// the find
aimhubio/aim
Aim 💫 — An easy-to-use & supercharged open-source experiment tracker.
Aim is a self-hosted ML experiment tracker built to handle thousands of training runs with a fast comparison UI and a Python SDK for querying tracked metadata programmatically. It's for ML researchers and engineers who want the core value of Weights & Biases — rich metric visualization, hyperparameter grouping, image/audio/text tracking — without giving their training data to a SaaS. If you've outgrown TensorBoard's run comparison or don't want to pay W&B prices, this is the obvious next stop.
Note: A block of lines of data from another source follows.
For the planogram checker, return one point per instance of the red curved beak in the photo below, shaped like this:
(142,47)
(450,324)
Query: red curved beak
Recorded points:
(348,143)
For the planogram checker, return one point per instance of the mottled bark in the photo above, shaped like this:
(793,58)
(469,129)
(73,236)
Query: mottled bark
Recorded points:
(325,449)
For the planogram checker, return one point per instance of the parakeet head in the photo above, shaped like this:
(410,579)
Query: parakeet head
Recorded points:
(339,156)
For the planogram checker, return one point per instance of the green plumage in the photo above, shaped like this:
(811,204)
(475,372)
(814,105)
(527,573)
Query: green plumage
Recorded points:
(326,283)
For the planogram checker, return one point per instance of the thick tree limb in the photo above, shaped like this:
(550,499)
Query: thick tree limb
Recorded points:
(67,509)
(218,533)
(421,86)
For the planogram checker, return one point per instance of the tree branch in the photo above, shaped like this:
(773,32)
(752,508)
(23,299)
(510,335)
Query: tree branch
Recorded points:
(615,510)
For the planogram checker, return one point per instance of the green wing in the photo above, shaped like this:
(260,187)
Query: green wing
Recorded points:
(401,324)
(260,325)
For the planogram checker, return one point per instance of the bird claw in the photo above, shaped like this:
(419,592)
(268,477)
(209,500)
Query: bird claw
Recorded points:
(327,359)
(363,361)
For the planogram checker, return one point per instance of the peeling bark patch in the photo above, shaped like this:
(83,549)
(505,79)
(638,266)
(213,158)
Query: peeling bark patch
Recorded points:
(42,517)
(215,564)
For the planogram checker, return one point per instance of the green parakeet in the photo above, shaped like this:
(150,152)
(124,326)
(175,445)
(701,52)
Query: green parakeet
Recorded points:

The query language for filtering runs is actual Python expressions evaluated server-side, which means `run.hparams.learning_rate > 0.0001 and metric.name == 'loss'` just works — no proprietary DSL to learn. The storage layer uses RocksDB with Cython-accelerated encoding (`.pyx` files throughout `aim/storage/`), which is why it stays responsive with 10k+ runs where MLflow's SQLite-backed UI falls over. Migration converters for TensorBoard, MLflow, and W&B logs mean you can evaluate it without re-running experiments. Remote tracking server with gRPC transport (`aim/ext/transport/`) lets distributed training jobs write to a central store without NFS or shared filesystems.
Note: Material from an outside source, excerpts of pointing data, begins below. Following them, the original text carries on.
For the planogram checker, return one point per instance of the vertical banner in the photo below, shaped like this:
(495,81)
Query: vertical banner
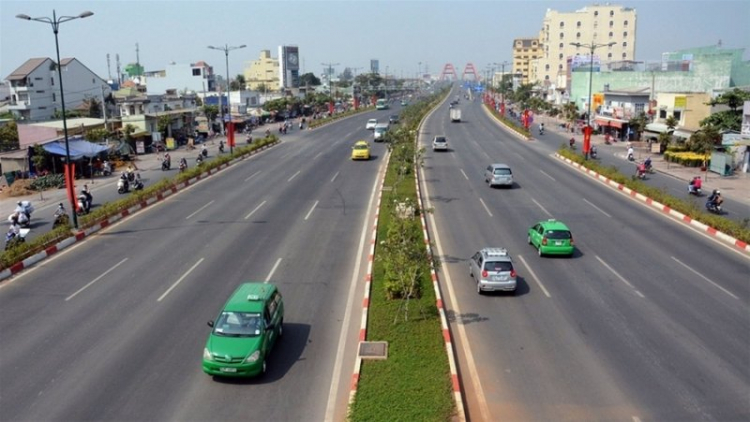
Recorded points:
(587,139)
(69,184)
(230,134)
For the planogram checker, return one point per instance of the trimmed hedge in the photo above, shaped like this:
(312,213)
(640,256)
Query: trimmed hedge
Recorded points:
(692,209)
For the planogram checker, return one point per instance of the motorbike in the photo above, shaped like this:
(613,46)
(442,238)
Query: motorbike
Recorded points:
(713,207)
(123,186)
(12,239)
(84,205)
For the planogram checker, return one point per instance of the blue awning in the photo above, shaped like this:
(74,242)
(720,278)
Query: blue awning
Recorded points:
(78,149)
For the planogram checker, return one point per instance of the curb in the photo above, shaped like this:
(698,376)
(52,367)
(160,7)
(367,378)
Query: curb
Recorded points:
(87,232)
(368,285)
(740,245)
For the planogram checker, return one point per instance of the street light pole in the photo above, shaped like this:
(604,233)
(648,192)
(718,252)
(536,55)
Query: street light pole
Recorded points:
(591,47)
(55,22)
(226,49)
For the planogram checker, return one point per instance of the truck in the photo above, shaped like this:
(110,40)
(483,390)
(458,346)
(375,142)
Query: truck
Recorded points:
(455,115)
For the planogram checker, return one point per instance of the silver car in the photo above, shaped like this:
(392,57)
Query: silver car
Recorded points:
(498,175)
(492,270)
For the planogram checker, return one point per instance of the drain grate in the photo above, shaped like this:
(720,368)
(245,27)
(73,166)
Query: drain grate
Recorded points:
(373,349)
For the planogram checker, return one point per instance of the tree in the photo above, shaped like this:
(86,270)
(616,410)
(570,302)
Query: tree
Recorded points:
(309,79)
(9,137)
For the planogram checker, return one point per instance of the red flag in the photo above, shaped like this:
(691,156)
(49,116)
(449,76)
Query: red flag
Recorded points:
(230,134)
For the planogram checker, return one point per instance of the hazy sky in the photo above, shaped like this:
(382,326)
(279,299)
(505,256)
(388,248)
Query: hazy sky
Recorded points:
(398,33)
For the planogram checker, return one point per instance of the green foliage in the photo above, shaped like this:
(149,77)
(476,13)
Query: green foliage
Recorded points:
(690,208)
(9,136)
(50,181)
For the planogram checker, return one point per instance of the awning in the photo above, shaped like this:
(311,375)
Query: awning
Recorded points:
(609,122)
(78,149)
(658,128)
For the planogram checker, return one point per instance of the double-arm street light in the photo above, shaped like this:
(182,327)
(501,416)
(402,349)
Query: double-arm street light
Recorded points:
(55,21)
(226,49)
(591,47)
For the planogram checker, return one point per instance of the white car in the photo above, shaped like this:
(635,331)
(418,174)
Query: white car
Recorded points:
(439,143)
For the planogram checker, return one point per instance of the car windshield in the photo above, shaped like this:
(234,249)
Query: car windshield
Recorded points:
(557,234)
(238,324)
(498,266)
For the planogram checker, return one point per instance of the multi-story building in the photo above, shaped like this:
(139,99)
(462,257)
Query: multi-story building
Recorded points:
(35,88)
(288,66)
(263,74)
(592,25)
(183,78)
(525,50)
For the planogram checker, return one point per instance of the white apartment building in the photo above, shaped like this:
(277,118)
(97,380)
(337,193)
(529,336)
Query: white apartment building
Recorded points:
(592,25)
(35,88)
(182,78)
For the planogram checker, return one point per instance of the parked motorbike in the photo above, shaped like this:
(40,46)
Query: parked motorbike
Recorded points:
(123,186)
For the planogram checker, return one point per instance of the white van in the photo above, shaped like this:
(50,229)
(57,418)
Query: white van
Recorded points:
(379,132)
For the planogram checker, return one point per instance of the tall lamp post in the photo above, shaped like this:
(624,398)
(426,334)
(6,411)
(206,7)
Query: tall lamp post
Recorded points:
(226,49)
(55,22)
(591,47)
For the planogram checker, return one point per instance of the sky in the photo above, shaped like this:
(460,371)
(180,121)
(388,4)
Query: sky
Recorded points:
(400,34)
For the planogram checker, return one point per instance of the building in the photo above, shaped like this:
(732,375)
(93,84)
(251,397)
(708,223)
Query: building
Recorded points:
(288,67)
(595,24)
(35,88)
(263,74)
(181,77)
(525,50)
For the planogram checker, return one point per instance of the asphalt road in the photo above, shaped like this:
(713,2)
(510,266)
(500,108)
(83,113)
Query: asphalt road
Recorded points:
(647,321)
(114,328)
The last README roadmap update still lists 'Text Explorer' and 'Dashboards' as in-progress, and checking the repo history those have been 'in-progress' for years — feature velocity has visibly slowed since the core team appears to be pushing an enterprise product (AimStack) instead. The storage format is a custom RocksDB schema, not a standard format, so migrating *out* of Aim is significantly harder than migrating in. Linux/macOS only per the badges — Windows support is absent and not on the roadmap, which blocks a chunk of ML practitioners. The UI is a React SPA bundled into the Python package, which means frontend bugs require a full package release to fix and the bundle is large enough that `pip install aim` takes noticeably longer than it should.